Брови Альберта подскочили вверх, но он ничего не сказал.

- Всю жизнь я делал то, что другие полагали правильным. И на этот раз я буду делать то, что я считаю нужным, даже если ты или кто-то другой решат, что я сумасшедший.

- Ну, чувства, это всё хорошо, - сказал Альберт, - но каждый дюйм этой чёртовой скалы уже давно прошерстили. Какого чёрта ты решил, что сможешь там что-то найти?

- Тогда я пойду один, - сказал Майк.

- Кто сказал, что ты пойдёшь один? Мы же друзья, нет?

- Значит ты со мной?

- Конечно, с тобой, полоумный. Ой, да угомонись. Много приготовлений не понадобится. Нам нужно только немного еды для нас обоих и немного соломы для лошадей. Когда ты собирался выйти?

- Завтра, если у тебя получится.

Это была пятница и выходной Альберта, который он долго планировал посвятить петушиным боям в Вуденде.

- Ладно, ничего... Как рано ты можешь встать?

Над изгородью гортензий в их сторону начал покачиваться кружевной зонтик миссис Фитцхьюберт, и они наскоро договорились встретиться завтра в полшестого у конюшни.

Лужайки поместья «Лейк Вью» наконец опустели, шатёр разобрали, а складные столы убрали до следующего года. На самых высоких деревьях всё ещё сплетничало несколько сонных скворцов; от ламп с шелковыми абажурами гостиная миссис Фитцхьюберт наполнялась розовым светом.

Снаружи, длинные лиловые тени скользили по поверхности таинственной Висячей скалы, как делали это летними вечерами уже миллион лет. Группа полицейских, отвернув уставшие спины в синей саржевой форме от восхитительного зрелища позолоченных пиков темнеющих на бирюзовом небе, забрались в ожидающую их повозку и быстро поехали к привычным удобствам отеля Вуденд. Что касается констебля Бамфера, то он уже был сыт по горло этой Скалой и её тайнами, и с нетерпением и понятной радостью ждал, когда пропустит пару бутылочек пива и съест хороший сочный стейк.

Несмотря на хорошую погоду и приятную компанию, день прошел совершенно без толку.
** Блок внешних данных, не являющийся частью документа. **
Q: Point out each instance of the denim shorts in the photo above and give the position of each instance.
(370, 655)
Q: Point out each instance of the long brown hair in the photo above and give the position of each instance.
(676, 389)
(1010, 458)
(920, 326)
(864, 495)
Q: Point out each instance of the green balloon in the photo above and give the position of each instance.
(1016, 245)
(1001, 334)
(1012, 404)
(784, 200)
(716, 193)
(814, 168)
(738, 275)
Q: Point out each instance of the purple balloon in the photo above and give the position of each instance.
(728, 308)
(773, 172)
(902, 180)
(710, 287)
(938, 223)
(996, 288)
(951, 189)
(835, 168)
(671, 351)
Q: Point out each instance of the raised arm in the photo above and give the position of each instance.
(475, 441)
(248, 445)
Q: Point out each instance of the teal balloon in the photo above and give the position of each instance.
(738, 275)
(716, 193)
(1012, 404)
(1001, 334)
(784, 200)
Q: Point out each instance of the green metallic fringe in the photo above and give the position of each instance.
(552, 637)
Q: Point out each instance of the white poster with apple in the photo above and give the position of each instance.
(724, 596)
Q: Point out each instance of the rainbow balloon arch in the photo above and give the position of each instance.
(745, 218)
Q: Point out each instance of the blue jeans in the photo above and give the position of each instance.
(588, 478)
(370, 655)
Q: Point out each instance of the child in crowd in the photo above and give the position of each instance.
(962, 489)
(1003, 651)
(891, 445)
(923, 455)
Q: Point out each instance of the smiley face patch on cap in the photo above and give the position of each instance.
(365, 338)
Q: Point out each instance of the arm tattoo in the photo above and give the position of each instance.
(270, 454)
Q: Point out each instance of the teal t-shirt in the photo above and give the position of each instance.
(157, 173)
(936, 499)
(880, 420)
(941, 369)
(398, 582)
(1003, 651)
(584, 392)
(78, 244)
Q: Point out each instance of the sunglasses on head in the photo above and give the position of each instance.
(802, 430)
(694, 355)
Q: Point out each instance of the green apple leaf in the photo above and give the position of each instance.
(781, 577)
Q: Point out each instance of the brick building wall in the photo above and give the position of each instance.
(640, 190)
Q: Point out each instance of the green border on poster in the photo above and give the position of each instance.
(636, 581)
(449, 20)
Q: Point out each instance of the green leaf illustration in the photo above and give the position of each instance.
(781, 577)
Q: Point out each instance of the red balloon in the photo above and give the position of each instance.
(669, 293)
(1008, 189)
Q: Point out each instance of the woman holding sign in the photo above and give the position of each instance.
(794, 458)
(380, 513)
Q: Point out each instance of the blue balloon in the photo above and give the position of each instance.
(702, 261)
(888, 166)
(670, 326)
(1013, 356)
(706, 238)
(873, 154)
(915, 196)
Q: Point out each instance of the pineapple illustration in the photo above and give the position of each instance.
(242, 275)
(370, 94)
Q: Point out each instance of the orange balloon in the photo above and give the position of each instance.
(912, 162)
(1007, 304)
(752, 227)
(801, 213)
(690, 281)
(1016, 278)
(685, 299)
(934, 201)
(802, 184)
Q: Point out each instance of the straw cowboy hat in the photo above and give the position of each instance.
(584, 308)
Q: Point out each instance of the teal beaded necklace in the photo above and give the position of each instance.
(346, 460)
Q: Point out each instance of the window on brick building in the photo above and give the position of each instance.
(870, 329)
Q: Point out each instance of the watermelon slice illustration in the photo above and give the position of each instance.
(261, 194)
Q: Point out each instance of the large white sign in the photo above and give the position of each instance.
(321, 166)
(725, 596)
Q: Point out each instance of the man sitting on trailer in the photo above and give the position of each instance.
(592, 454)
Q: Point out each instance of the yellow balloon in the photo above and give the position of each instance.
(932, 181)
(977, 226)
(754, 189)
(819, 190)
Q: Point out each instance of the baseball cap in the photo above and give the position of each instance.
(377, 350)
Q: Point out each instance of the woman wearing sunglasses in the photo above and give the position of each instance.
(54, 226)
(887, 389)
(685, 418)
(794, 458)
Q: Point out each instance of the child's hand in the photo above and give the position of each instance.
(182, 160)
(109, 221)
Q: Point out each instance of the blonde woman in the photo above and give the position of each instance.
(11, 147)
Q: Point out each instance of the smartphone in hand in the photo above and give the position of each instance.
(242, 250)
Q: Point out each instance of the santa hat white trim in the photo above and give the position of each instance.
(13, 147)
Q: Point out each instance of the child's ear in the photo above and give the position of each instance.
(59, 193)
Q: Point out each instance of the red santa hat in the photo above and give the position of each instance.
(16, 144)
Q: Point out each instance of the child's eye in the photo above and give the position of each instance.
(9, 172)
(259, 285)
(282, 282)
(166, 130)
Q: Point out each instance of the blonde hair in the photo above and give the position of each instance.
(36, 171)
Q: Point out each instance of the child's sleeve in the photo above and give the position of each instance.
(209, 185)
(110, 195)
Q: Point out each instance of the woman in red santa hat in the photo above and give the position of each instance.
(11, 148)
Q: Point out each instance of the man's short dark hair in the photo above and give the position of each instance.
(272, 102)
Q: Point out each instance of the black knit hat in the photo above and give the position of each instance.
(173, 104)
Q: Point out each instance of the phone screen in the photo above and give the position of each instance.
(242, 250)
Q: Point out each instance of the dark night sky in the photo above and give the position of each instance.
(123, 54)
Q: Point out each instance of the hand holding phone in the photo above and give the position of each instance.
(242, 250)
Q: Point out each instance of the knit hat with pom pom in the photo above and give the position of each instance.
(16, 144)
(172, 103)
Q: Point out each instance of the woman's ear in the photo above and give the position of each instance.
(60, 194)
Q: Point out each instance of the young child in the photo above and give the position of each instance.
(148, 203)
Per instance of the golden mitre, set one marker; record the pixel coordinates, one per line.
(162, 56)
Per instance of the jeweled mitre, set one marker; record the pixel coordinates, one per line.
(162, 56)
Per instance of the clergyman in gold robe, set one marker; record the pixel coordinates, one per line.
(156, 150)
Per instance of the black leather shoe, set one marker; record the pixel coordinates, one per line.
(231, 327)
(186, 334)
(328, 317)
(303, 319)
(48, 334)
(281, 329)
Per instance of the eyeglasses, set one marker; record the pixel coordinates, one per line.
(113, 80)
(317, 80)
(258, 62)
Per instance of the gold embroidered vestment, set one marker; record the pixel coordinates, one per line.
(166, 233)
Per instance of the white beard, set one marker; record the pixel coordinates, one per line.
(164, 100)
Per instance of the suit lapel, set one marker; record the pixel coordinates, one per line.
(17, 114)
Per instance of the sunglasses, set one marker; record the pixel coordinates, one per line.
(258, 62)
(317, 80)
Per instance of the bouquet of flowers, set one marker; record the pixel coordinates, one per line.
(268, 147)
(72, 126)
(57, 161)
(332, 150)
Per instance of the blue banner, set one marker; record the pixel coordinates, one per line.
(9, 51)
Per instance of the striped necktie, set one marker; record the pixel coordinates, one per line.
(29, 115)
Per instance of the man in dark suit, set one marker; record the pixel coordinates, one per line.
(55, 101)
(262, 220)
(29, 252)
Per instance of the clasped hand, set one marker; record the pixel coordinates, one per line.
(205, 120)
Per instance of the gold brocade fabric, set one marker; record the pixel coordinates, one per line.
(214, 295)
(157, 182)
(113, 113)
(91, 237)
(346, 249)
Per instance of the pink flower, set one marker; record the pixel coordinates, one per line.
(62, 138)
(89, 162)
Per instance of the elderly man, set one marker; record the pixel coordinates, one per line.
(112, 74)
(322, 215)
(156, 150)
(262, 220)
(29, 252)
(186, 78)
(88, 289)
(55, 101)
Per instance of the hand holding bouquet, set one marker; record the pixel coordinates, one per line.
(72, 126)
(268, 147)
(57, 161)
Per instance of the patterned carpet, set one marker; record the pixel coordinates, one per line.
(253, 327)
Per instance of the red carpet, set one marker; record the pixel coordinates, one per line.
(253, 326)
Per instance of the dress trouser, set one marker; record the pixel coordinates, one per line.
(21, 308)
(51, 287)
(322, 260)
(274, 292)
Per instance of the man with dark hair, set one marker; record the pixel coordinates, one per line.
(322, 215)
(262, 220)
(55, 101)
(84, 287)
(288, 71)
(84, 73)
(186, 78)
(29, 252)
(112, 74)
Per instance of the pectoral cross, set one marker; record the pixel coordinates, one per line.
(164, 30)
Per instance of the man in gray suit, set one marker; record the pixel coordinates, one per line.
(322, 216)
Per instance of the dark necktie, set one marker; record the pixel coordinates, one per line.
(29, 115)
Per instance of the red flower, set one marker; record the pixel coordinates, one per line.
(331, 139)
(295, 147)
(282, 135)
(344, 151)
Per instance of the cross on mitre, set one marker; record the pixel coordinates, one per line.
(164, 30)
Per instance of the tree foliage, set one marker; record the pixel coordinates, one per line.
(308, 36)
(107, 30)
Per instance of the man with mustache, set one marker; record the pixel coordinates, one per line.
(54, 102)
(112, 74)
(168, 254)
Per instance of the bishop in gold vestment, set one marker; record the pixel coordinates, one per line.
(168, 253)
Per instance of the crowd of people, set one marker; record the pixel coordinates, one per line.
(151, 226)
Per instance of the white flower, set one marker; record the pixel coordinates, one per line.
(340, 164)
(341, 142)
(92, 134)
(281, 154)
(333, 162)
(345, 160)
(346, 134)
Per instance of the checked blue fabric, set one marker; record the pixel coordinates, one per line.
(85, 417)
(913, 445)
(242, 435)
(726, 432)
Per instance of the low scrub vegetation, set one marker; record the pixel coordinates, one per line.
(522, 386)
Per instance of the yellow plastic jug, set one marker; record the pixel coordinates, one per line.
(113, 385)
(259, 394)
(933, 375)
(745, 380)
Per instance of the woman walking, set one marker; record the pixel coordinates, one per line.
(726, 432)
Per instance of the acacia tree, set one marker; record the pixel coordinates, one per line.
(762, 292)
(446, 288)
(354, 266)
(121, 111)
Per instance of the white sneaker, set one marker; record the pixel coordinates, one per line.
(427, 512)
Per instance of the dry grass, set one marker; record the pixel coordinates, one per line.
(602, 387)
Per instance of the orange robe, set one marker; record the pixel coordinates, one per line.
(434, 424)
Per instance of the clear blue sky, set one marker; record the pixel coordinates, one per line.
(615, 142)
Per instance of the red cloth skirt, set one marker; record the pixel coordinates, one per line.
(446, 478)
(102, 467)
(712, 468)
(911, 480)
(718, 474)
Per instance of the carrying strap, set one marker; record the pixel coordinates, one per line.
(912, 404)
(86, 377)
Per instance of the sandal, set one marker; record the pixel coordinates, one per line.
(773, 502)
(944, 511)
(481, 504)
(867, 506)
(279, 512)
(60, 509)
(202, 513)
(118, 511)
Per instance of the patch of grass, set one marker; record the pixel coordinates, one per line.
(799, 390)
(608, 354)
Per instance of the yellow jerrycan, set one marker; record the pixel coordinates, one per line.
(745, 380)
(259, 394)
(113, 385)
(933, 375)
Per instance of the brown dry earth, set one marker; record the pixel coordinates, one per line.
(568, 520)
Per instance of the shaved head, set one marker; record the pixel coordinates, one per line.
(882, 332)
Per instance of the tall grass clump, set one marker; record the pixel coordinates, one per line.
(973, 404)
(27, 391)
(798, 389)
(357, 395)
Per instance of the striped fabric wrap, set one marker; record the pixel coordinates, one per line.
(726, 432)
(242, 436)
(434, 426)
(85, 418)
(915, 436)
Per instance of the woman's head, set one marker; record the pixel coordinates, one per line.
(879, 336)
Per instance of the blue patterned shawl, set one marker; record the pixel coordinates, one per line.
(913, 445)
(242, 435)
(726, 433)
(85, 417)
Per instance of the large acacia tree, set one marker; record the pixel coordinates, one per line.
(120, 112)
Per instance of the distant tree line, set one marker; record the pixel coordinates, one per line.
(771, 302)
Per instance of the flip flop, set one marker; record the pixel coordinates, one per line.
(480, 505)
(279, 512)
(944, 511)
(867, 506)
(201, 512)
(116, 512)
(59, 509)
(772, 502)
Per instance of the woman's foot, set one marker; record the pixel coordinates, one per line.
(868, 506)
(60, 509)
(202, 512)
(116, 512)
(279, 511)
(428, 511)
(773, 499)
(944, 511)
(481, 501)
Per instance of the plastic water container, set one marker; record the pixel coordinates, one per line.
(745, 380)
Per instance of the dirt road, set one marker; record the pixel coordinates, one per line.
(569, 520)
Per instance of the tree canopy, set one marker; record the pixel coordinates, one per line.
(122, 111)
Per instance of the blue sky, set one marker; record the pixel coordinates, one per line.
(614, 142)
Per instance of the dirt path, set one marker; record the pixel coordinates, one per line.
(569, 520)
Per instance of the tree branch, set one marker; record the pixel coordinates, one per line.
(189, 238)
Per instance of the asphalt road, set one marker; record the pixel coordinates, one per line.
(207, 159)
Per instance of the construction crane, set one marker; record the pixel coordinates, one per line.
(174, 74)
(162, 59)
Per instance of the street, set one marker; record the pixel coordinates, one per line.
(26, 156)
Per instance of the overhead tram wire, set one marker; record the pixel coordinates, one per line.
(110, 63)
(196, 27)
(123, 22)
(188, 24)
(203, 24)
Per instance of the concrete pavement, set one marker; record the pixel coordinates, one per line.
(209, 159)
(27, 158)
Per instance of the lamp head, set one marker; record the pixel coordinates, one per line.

Ввиду запоздалых показаний Эдит Хортон (если это можно было назвать показаниями) поиски немедленно усилились, включая ещё один вызов ищейки, которой дали кусочек ситца из белья мисс МакКроу. Казалось, не было никаких оснований сомневаться, что Эдит действительно видела учительницу математики, поднимающуюся на Скалу в белых ситцевых панталонах. Однако, эта неясная молчаливая встреча по-прежнему не подкреплялась никакими доказательствами; также, как и не было установлено видела ли хотя бы мельком перепуганную девочку мисс МакКроу. Немного смятые кусты и папоротники с западной стороны скалы нашли ещё утром в прошлое воскресенье. Теперь предполагалось, что они могли быть частью тропы, по которой шла мисс МакКроу, когда оставила «Поляну для пикников» после ланча. Но дорожка почти сразу исчезала; как ни странно, на том же уровне бороздчатой скалы с лёгкими полосами и вмятинами от подлеска, как и в восточной части, где, возможно, четверо девочек и начали свой опасный подъём. Целый день ищейка вынюхивала и выискивала эту едва заметную тропинку свозь густой пыльный кустарник и раскалившиеся на солнце камни. Собаке, которой ранее на неделе не удалось напасть на след пропавших девочек, сильно помешала армия благонамеренных добровольцев, отправившихся на поиски и стёрших первые неуловимые отпечатки, которые могли остаться от рук или ног на пыльных камнях или пружинистом мху. В четверг днём, ей, однако, всё же удалось вызвать ложные надежды: рыча и ощетинившись она около десяти минут простояла на почти круглой пологой площадке скалы, находившейся в значительном расстоянии от вершины. Но в увеличительное стекло никаких более недавних следов, чем столетние или тысячелетние природные разрушения, не обнаружили.